Las hemerotecas registran unos quince pasajeros clandestinos que han volado en las ruedas de aviones, de los cuales diez despegaron de Cuba. No solo nos llevamos la palma en récord tan macabro, sino que inauguramos esa forma de evasión.

El primer caso se reportó en 1969 cuando dos polizones huyeron en un avión de Iberia hacia Madrid ocultos en el tren de aterrizaje. Eran Armando Socarrás y Jorge Pérez Blanco, éste último cayó al mar —igual que Ícaro— durante el trayecto, mientras que el otro logró llegar a la capital española, casi congelado, tras un vuelo de nueve mil kilómetros.

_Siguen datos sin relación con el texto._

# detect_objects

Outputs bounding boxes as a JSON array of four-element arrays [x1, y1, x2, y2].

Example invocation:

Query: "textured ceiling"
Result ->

Socarrás sobrevivió milagrosamente y figura en el Libro Guinness en el capítulo dedicado a la aviación. Es el único ser humano que, tras experimentar la ascensión y la caída, quedó vivo para contarlo.

Pero sus epígonos no han tenido tanta suerte. El 21 de julio de 1991, otra vez en Barajas, aterrizaron dos cubanos muertos en un aparato de Iberia procedente de La Habana. Eran Alexis Hernández Chacón de 19 años y José Manuel Acevedo Cárdenas, de 20 años.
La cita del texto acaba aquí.